At its current share price of 717p (or GBP 7.17), it offers an attractive dividend yield of 3.5%.

4) Novo Nordisk

Market Capitalisation DKK 1.61 trillion
Share Price DKK 695.2
Dividend Yield 1.5%
Industry Healthcare

Source: Bloomberg, ProsperUs

Denmark’s Novo Nordisk A/S (OMX: NOVOB) develops, produces and markets pharmaceutical products. It specialises in diabetes care and obesity.

The company also supplies about 50% of the world’s insulin from manufacturing facilities in Brazil, China, Denmark, France and the US.

The nature of its business model, such as the insulin sales, helps to sustain robust recurring cash flows that support Novo Nordisk’s strong Research & Development (R&D) investment and rising dividend payouts.

The company has a strong track record in its dividend payout as well as growth. Itsividend per share (DPS) has been on the rise over the last 26 consecutive years and increased by 14.3% in FY2021.

The dividend safety is also great as the company’s dividend payout ratio is at around the 50% level.

5) Swiss Re AG

Market Capitalisation CHF 25.8 billion
Share Price CHF 81.12
Dividend Yield 7.3%
Industry Insurance

Source: Bloomberg, ProsperUs

Swiss Re AG (SREN: SW) is one of the world’s leading wholesalers of reinsurance and insurance.

Although the COVID-19 pandemic caused Swiss Re to fall into losses in 2020, the company managed to turn itself around last year.

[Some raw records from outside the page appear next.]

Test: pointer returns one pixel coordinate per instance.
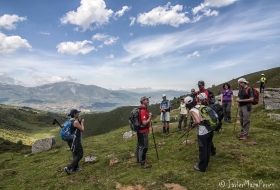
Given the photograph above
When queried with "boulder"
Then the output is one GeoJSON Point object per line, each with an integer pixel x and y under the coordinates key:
{"type": "Point", "coordinates": [43, 145]}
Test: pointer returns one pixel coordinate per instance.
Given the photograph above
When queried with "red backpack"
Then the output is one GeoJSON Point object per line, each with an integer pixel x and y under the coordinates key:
{"type": "Point", "coordinates": [255, 93]}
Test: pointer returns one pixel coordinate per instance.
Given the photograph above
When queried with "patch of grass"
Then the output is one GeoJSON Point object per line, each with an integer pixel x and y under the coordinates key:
{"type": "Point", "coordinates": [235, 162]}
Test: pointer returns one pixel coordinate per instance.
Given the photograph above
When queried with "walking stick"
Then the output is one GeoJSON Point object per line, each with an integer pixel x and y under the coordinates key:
{"type": "Point", "coordinates": [236, 118]}
{"type": "Point", "coordinates": [154, 138]}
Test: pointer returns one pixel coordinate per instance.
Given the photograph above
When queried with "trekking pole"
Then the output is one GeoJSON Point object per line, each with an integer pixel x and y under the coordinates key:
{"type": "Point", "coordinates": [154, 138]}
{"type": "Point", "coordinates": [236, 118]}
{"type": "Point", "coordinates": [56, 122]}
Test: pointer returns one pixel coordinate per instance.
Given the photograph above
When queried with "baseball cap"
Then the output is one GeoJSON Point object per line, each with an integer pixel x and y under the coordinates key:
{"type": "Point", "coordinates": [188, 100]}
{"type": "Point", "coordinates": [73, 111]}
{"type": "Point", "coordinates": [144, 98]}
{"type": "Point", "coordinates": [201, 83]}
{"type": "Point", "coordinates": [242, 80]}
{"type": "Point", "coordinates": [202, 96]}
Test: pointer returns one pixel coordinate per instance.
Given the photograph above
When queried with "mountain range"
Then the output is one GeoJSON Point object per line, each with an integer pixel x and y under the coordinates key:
{"type": "Point", "coordinates": [63, 96]}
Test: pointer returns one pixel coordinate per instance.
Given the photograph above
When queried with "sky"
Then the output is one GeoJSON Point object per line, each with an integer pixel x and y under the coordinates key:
{"type": "Point", "coordinates": [119, 44]}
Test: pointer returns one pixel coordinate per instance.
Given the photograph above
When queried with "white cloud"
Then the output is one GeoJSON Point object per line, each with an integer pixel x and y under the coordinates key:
{"type": "Point", "coordinates": [45, 33]}
{"type": "Point", "coordinates": [206, 11]}
{"type": "Point", "coordinates": [9, 44]}
{"type": "Point", "coordinates": [111, 56]}
{"type": "Point", "coordinates": [121, 12]}
{"type": "Point", "coordinates": [219, 3]}
{"type": "Point", "coordinates": [52, 79]}
{"type": "Point", "coordinates": [169, 15]}
{"type": "Point", "coordinates": [75, 48]}
{"type": "Point", "coordinates": [194, 54]}
{"type": "Point", "coordinates": [132, 21]}
{"type": "Point", "coordinates": [9, 80]}
{"type": "Point", "coordinates": [8, 21]}
{"type": "Point", "coordinates": [107, 40]}
{"type": "Point", "coordinates": [89, 12]}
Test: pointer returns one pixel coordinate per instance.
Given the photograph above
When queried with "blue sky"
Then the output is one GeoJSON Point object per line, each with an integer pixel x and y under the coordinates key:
{"type": "Point", "coordinates": [137, 43]}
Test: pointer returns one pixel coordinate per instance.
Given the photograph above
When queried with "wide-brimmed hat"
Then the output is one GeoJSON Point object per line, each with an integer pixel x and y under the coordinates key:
{"type": "Point", "coordinates": [73, 111]}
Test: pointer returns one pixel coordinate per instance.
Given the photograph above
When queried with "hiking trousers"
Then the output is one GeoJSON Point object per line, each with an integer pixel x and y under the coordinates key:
{"type": "Point", "coordinates": [204, 145]}
{"type": "Point", "coordinates": [78, 154]}
{"type": "Point", "coordinates": [244, 116]}
{"type": "Point", "coordinates": [142, 147]}
{"type": "Point", "coordinates": [182, 118]}
{"type": "Point", "coordinates": [226, 110]}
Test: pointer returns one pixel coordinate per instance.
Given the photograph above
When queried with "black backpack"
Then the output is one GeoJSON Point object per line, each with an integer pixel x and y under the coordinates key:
{"type": "Point", "coordinates": [219, 110]}
{"type": "Point", "coordinates": [133, 119]}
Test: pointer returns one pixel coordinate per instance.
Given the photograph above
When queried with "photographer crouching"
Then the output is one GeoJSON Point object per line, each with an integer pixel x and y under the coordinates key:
{"type": "Point", "coordinates": [76, 144]}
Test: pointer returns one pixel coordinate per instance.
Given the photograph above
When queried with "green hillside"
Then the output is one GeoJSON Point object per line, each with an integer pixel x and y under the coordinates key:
{"type": "Point", "coordinates": [236, 165]}
{"type": "Point", "coordinates": [272, 75]}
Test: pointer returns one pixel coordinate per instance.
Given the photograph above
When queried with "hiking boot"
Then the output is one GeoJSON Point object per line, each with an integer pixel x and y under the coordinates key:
{"type": "Point", "coordinates": [243, 138]}
{"type": "Point", "coordinates": [196, 167]}
{"type": "Point", "coordinates": [77, 170]}
{"type": "Point", "coordinates": [146, 166]}
{"type": "Point", "coordinates": [67, 170]}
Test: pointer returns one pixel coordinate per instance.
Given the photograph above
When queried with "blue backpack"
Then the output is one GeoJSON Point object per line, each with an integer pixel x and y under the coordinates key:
{"type": "Point", "coordinates": [65, 131]}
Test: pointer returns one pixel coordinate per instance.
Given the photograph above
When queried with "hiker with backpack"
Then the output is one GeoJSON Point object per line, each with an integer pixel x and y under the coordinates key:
{"type": "Point", "coordinates": [227, 101]}
{"type": "Point", "coordinates": [144, 120]}
{"type": "Point", "coordinates": [76, 143]}
{"type": "Point", "coordinates": [245, 99]}
{"type": "Point", "coordinates": [165, 114]}
{"type": "Point", "coordinates": [183, 115]}
{"type": "Point", "coordinates": [204, 135]}
{"type": "Point", "coordinates": [262, 82]}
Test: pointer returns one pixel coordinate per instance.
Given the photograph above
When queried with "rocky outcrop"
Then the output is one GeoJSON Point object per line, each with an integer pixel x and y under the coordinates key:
{"type": "Point", "coordinates": [43, 145]}
{"type": "Point", "coordinates": [271, 98]}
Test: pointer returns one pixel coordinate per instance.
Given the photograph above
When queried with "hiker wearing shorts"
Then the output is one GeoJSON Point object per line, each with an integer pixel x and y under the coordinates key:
{"type": "Point", "coordinates": [245, 107]}
{"type": "Point", "coordinates": [262, 82]}
{"type": "Point", "coordinates": [204, 136]}
{"type": "Point", "coordinates": [201, 87]}
{"type": "Point", "coordinates": [144, 120]}
{"type": "Point", "coordinates": [75, 145]}
{"type": "Point", "coordinates": [227, 102]}
{"type": "Point", "coordinates": [165, 114]}
{"type": "Point", "coordinates": [183, 115]}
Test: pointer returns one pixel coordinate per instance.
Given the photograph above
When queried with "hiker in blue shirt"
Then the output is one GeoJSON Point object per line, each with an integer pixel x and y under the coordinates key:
{"type": "Point", "coordinates": [165, 114]}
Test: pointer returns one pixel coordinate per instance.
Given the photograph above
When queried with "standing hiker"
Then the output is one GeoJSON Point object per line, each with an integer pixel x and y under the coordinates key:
{"type": "Point", "coordinates": [165, 114]}
{"type": "Point", "coordinates": [262, 82]}
{"type": "Point", "coordinates": [204, 136]}
{"type": "Point", "coordinates": [245, 97]}
{"type": "Point", "coordinates": [75, 145]}
{"type": "Point", "coordinates": [144, 120]}
{"type": "Point", "coordinates": [183, 115]}
{"type": "Point", "coordinates": [227, 102]}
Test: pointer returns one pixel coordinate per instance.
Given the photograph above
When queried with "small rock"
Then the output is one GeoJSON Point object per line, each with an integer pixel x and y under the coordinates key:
{"type": "Point", "coordinates": [252, 143]}
{"type": "Point", "coordinates": [90, 159]}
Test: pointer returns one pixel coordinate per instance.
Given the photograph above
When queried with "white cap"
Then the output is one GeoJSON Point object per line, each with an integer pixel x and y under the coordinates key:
{"type": "Point", "coordinates": [202, 96]}
{"type": "Point", "coordinates": [188, 100]}
{"type": "Point", "coordinates": [242, 80]}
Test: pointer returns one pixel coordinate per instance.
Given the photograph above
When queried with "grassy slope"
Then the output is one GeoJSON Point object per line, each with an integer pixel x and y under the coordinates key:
{"type": "Point", "coordinates": [273, 76]}
{"type": "Point", "coordinates": [235, 161]}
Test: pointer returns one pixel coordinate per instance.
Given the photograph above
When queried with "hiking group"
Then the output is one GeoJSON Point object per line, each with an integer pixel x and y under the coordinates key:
{"type": "Point", "coordinates": [205, 114]}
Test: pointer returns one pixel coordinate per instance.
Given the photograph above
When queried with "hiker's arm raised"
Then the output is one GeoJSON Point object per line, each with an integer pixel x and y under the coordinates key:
{"type": "Point", "coordinates": [79, 126]}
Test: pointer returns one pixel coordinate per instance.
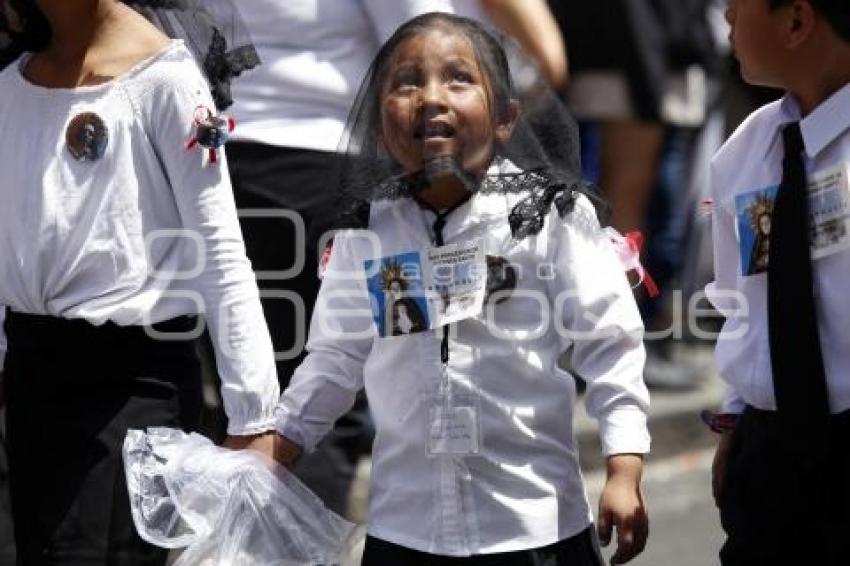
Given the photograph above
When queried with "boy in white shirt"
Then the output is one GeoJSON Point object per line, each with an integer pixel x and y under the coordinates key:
{"type": "Point", "coordinates": [781, 468]}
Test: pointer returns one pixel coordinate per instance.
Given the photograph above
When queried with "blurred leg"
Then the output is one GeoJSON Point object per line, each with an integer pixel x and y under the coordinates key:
{"type": "Point", "coordinates": [630, 156]}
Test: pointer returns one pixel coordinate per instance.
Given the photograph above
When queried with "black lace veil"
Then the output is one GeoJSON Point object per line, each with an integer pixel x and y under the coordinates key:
{"type": "Point", "coordinates": [212, 30]}
{"type": "Point", "coordinates": [541, 157]}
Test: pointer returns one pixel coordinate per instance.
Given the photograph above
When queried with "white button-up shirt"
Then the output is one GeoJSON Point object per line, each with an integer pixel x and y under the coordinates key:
{"type": "Point", "coordinates": [524, 488]}
{"type": "Point", "coordinates": [749, 161]}
{"type": "Point", "coordinates": [143, 234]}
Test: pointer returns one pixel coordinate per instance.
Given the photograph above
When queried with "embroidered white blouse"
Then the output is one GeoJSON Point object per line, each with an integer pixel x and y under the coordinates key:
{"type": "Point", "coordinates": [143, 234]}
{"type": "Point", "coordinates": [752, 160]}
{"type": "Point", "coordinates": [524, 488]}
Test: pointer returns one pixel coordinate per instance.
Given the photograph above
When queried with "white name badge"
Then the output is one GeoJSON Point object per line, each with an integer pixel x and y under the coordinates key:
{"type": "Point", "coordinates": [829, 211]}
{"type": "Point", "coordinates": [829, 218]}
{"type": "Point", "coordinates": [453, 430]}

Despite remaining major COVID-19 impacts and a high occurrence of large natural catastrophe events throughout the year, Swiss Re’s net profit rebounded to US$1.4 billion from a US$0.9 billion loss.

As we move towards the post-COVID era, I believe that Swiss Re will be a beneficiary of the return to normalcy.

I also like Swiss Re for its stable dividend payout to shareholders. The company has paid annual dividends to its shareholders since 1994.

For FY2021, the Group has maintained a DPS of CHF 5.90, which translates into a dividend yield of 7.3%.

Long-term passive income

The global stock market’s volatility will continue in the near term and it is inevitable that long-term investors will encounter stock market corrections, or even a bear market.

While investors want to ride on the bull market, stock market corrections offer opportunities for investors to buy great stocks at a lower cost.

By adopting a dividend-play strategy, it allows you to take a step back and invest in the long term potential of companies while also generating a passive income.

Disclaimer: ProsperUs Investment Coach Billy Toh doesn’t own shares of any companies mentioned.

Billy Toh

Billy is deeply committed to making investment accessible and understandable to everyone, a principle that drives his engagement with the capital markets and his long-term investment strategies. He is currently the Head of Content & Investment Lead for Prosperus and a SGX Academy Trainer. His extensive experience spans roles as an economist at RHB Investment Bank, focusing on the Thailand and Philippines markets, and as a financial journalist at The Edge Malaysia. Additionally, his background includes valuable time spent in an asset management firm. Outside of finance, Billy enjoys meaningful conversations over coffee, keeps fit as a fitness enthusiast, and has a keen interest in technology.